The Senate outlined a plan for using taxation as a means to provide the funding. A cornerstone is the roll-back of the tax exemption for employer provided healthcare benefits. These taxes could be based on income or on the value of the plan or a combination of both. Also considered is the scaling back or elimination of the flexible spending accounts used by employees to offset health care costs with pre-tax dollars. The burden on the tax-payer is obvious.

Also under consideration is an increase to the alcohol tax as well as an institution of a tax on sugar containing beverages. The goal is not only to raise revenue but also to reduce the consumption of these items which contribute to the development of disease and result in an increase in healthcare expenditure. These taxes may indeed have an effect in driving a wanted behavior. 
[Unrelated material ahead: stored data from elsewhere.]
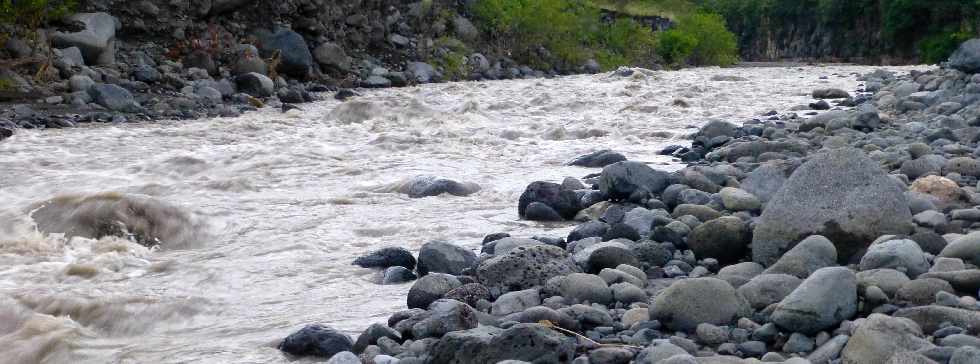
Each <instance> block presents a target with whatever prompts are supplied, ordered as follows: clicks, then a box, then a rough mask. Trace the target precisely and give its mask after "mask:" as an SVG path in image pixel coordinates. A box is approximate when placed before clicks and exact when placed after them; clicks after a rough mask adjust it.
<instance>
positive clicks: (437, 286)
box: [407, 273, 463, 308]
mask: <svg viewBox="0 0 980 364" xmlns="http://www.w3.org/2000/svg"><path fill="white" fill-rule="evenodd" d="M462 285H463V284H462V283H460V281H459V280H458V279H456V277H453V276H451V275H448V274H442V273H431V274H428V275H426V276H423V277H422V278H419V280H418V281H415V284H413V285H412V288H411V289H409V291H408V302H407V303H408V308H428V307H429V305H430V304H432V302H435V301H436V300H438V299H440V298H442V297H443V296H445V295H446V293H448V292H449V291H451V290H453V289H454V288H456V287H459V286H462Z"/></svg>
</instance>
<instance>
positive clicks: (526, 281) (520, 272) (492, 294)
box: [476, 245, 579, 297]
mask: <svg viewBox="0 0 980 364" xmlns="http://www.w3.org/2000/svg"><path fill="white" fill-rule="evenodd" d="M578 271H579V268H578V266H577V265H576V264H575V263H573V262H572V261H571V257H570V256H569V255H568V253H567V252H566V251H565V250H564V249H562V248H559V247H556V246H551V245H536V246H530V247H518V248H515V249H514V250H511V251H510V252H507V254H503V255H499V256H496V257H494V258H491V259H488V260H485V261H483V262H482V263H480V265H479V267H477V269H476V279H477V281H479V282H480V283H482V284H483V285H485V286H487V288H489V289H490V293H491V294H492V295H493V296H495V297H496V296H500V295H501V294H504V293H507V292H511V291H520V290H525V289H529V288H533V287H534V286H543V285H544V284H545V283H546V282H547V281H548V280H549V279H551V278H553V277H555V276H566V275H568V274H571V273H575V272H578Z"/></svg>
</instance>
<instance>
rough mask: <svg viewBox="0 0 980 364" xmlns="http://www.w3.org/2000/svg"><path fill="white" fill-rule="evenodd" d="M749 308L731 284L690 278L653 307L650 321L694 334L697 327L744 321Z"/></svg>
mask: <svg viewBox="0 0 980 364" xmlns="http://www.w3.org/2000/svg"><path fill="white" fill-rule="evenodd" d="M747 311H748V304H747V303H746V302H745V300H744V299H743V298H742V297H741V296H739V295H738V293H736V292H735V288H732V286H731V285H730V284H728V282H725V281H723V280H720V279H717V278H690V279H684V280H680V281H677V282H674V284H672V285H671V286H670V287H667V289H665V290H663V291H662V292H661V293H660V294H659V295H657V297H656V298H654V299H653V302H652V304H651V305H650V319H651V320H659V321H660V322H661V323H663V324H665V325H667V327H669V328H671V329H673V330H677V331H692V330H694V329H695V328H696V327H697V326H698V324H702V323H709V324H713V325H722V326H724V325H728V324H731V323H732V322H733V321H734V320H735V319H737V318H739V317H744V316H745V314H746V313H747Z"/></svg>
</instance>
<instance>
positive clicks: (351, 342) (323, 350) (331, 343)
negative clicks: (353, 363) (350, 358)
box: [279, 324, 354, 359]
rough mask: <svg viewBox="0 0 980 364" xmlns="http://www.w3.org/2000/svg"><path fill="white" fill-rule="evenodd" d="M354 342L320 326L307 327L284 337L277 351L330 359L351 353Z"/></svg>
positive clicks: (297, 355)
mask: <svg viewBox="0 0 980 364" xmlns="http://www.w3.org/2000/svg"><path fill="white" fill-rule="evenodd" d="M353 346H354V341H353V340H351V338H350V336H347V335H346V334H344V333H341V332H340V331H337V330H334V329H332V328H330V327H327V326H322V325H317V324H313V325H309V326H306V327H304V328H303V329H302V330H299V331H297V332H295V333H293V334H291V335H289V336H287V337H286V339H285V340H283V341H282V343H280V344H279V350H282V351H283V352H285V353H289V354H292V355H296V356H317V357H322V358H328V359H329V358H330V357H332V356H334V355H335V354H337V353H340V352H344V351H351V349H352V347H353Z"/></svg>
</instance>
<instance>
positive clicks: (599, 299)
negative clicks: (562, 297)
mask: <svg viewBox="0 0 980 364" xmlns="http://www.w3.org/2000/svg"><path fill="white" fill-rule="evenodd" d="M559 279H560V280H561V281H560V283H559V285H558V291H559V293H560V294H561V296H562V297H565V299H566V300H569V301H570V302H571V303H580V302H589V303H599V304H608V303H610V302H612V298H613V297H612V291H611V290H610V289H609V286H608V285H607V284H606V281H605V280H603V279H602V278H601V277H599V276H597V275H592V274H585V273H572V274H569V275H568V276H565V277H563V278H559Z"/></svg>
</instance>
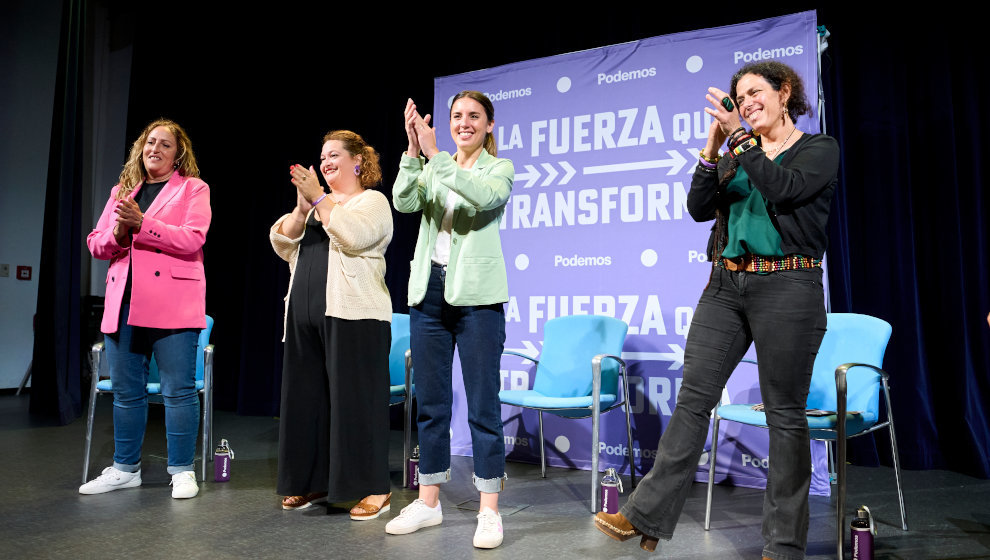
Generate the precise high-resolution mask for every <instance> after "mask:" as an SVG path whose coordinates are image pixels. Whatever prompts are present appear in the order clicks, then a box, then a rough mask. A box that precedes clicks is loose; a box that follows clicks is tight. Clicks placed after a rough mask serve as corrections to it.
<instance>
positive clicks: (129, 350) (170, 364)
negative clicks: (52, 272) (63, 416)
mask: <svg viewBox="0 0 990 560" xmlns="http://www.w3.org/2000/svg"><path fill="white" fill-rule="evenodd" d="M211 215H212V213H211V210H210V188H209V186H207V184H206V183H204V182H203V181H202V180H200V179H199V168H198V167H197V166H196V156H195V155H194V154H193V151H192V143H191V142H190V141H189V136H188V135H186V132H185V131H184V130H183V129H182V127H180V126H179V125H178V124H176V123H174V122H172V121H169V120H164V119H162V120H157V121H155V122H153V123H151V124H149V125H148V126H147V127H145V129H144V131H143V132H142V133H141V136H140V137H139V138H138V139H137V141H136V142H134V145H133V146H132V147H131V153H130V156H129V157H128V159H127V163H126V164H125V165H124V170H123V171H122V172H121V173H120V182H119V184H117V185H116V186H115V187H114V188H113V189H112V190H111V191H110V200H108V201H107V205H106V207H105V208H104V209H103V214H102V215H101V216H100V220H99V222H98V223H97V224H96V228H95V229H94V230H93V231H92V233H90V234H89V237H87V238H86V244H87V245H88V246H89V251H90V253H92V254H93V256H94V257H96V258H98V259H108V260H110V270H109V271H108V272H107V289H106V302H105V305H104V312H103V323H102V326H101V329H100V330H102V331H103V332H104V333H105V334H106V337H105V338H106V349H107V360H108V363H109V364H110V379H111V381H112V382H113V391H114V395H113V400H114V403H113V405H114V408H113V411H114V412H113V428H114V458H113V466H111V467H107V468H106V469H104V470H103V473H102V474H101V475H100V476H98V477H97V478H95V479H93V480H91V481H89V482H87V483H86V484H83V485H82V486H80V487H79V492H80V493H81V494H102V493H104V492H109V491H111V490H117V489H120V488H133V487H136V486H140V485H141V445H142V442H143V441H144V429H145V424H146V422H147V417H148V396H147V391H146V389H145V386H146V383H147V380H148V364H149V363H150V361H151V356H152V354H154V355H155V359H156V361H157V363H158V371H159V373H160V375H161V382H162V396H163V398H164V400H165V427H166V433H167V439H168V472H169V474H171V475H172V497H173V498H192V497H193V496H195V495H196V494H197V493H198V492H199V487H198V486H197V485H196V476H195V474H194V473H193V456H194V453H195V444H196V433H197V431H198V430H199V396H198V395H197V391H196V360H198V359H200V357H199V356H197V355H196V343H197V339H198V337H199V331H200V329H203V328H204V327H206V277H205V276H204V274H203V243H204V242H205V241H206V232H207V230H208V229H209V227H210V218H211Z"/></svg>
Is there a similar behavioral  benefit to the taxing of the employer provided healthcare benefits? Perhaps the employee will seek the lowest cost plan if the benefit value is taxed. If the taxes are levied based on income there will be no effort to reduce usage.In general such taxes do not provide incentive to make efficient, cost effective choices and will not have an impact on usage, a key driver of healthcare cost.

On May 12, a coalition of the healthcare providers and insurers pledged to reduce the national healthcare spending by 1.5 percentage points per year from the projected growth rates. The promise was to accomplish this goal through advances in efficiency. So far there have been no concrete plans presented as to how these competing groups will be able to accomplish this. 

Financial incentive can drive change. Alignment of incentives has been very effective in driving generic substitution. Will the taxation of the healthcare benefit provide a similar alignment of financial incentive? I think not. When the costs of providing universal healthcare coverage escalate will the solution be increasing the tax? Can we tax our way to a better healthcare system?